The principle question we are asked to decide in the present case is whether the “subject to financing” clause contained in the purchase agreement was so definite and certain in its terms as to be enforceable. We must therefore look to Iowa contract law in making our determination. Generally, in order to be binding, an agreement must be definite and certain as to its terms to enable the court to give it an exact meaning. Palmer v. Albert, 310 N.W.2d 169, 172 (Iowa 1981); Davis v. Davis, 261 Iowa 992, 1001, 156 N.W.2d 870, 876 (1968). It is not even enough that the parties have agreed if their expressions, in light of the attendant circumstances, are not such that the court can determine what the terms of that agreement are. 1 Corbin on Contracts, § 95 at 394 (1963). Vagueness of expression, indefiniteness, or uncertainty as to any of the essential terms of the agreement may prevent the creation of an enforceable contract. Id. Such vagueness, indefiniteness, or uncertainty are, however, matters of degree, and therefore each case must be decided on its own particular circumstances. Davis, 261 Iowa at 1001, 156 N.W.2d at 876.

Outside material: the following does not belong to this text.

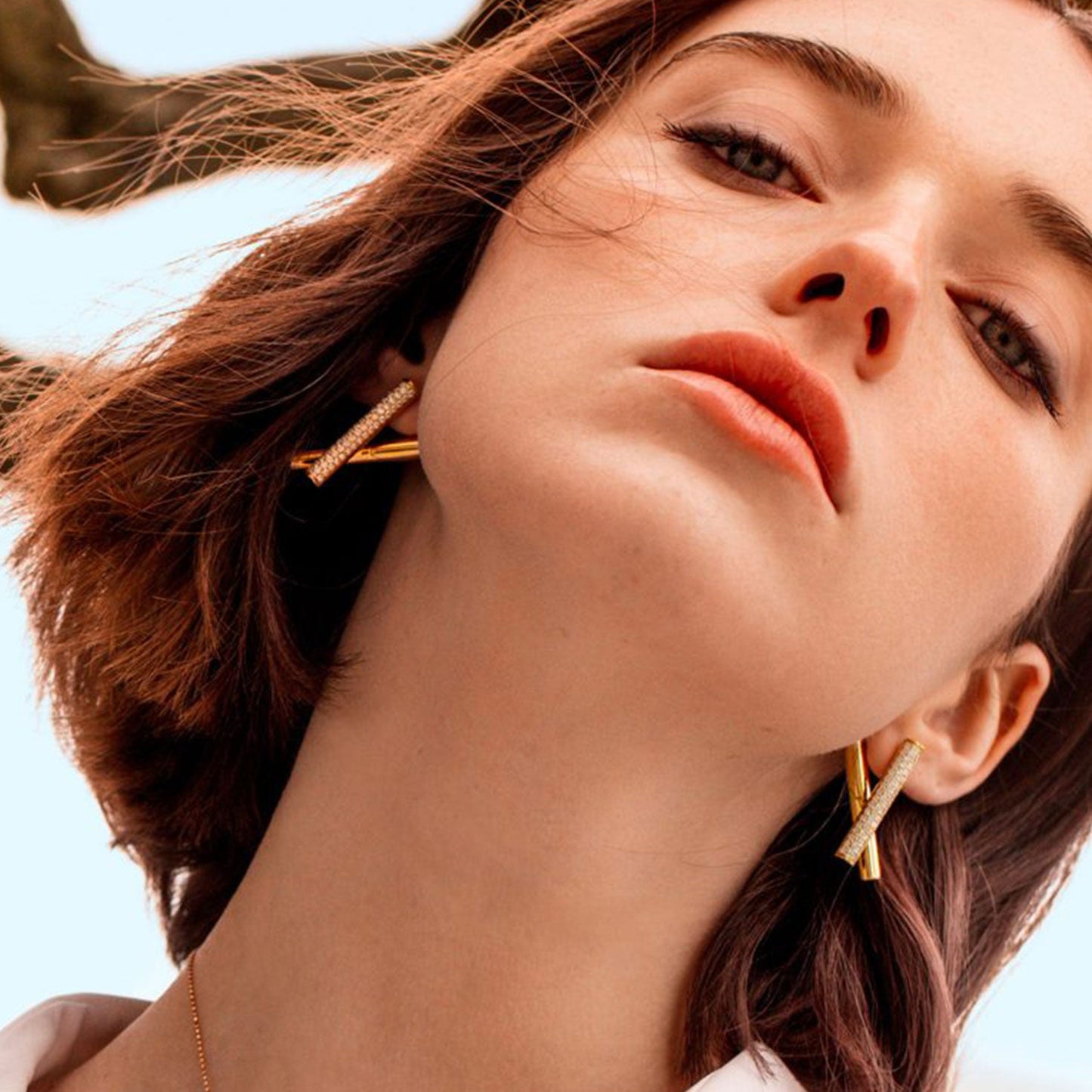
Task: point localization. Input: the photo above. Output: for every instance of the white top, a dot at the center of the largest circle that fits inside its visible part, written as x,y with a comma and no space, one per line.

The “subject to financing” clause, such as the one which is the subject matter of this appeal, has been held to constitute a condition precedent. Khabbaz v. Swartz, 319 N.W.2d 279, 283 (Iowa 1982). “Conditions precedent are .... those facts and events, occurring subsequently to the making of a valid contract, that must exist or occur before there is a right to immediate performance, before there is a breach of contract duty, before the usual judicial remedies are available.” Mosebach v. Blythe, 282 N.W.2d 755, 759 (Iowa Ct.App.1979). A determination that a condition precedent exists does not, however, depend on the particular form of the words used, but rather depends upon the intention of the parties gathered from the language of the entire instrument. Id.

A contract is ambiguous if it is reasonably susceptible to more than one construction. Champale, Inc. v. Joseph S. Pickett & Sons, Inc., 599 F.2d 857, 859 (8th Cir.1979), appeal after remand 671 F.2d 289 (8th Cir.1982); Mopper v. Circle Key Life Insurance, 172 N.W.2d 118, 124 (Iowa 1969).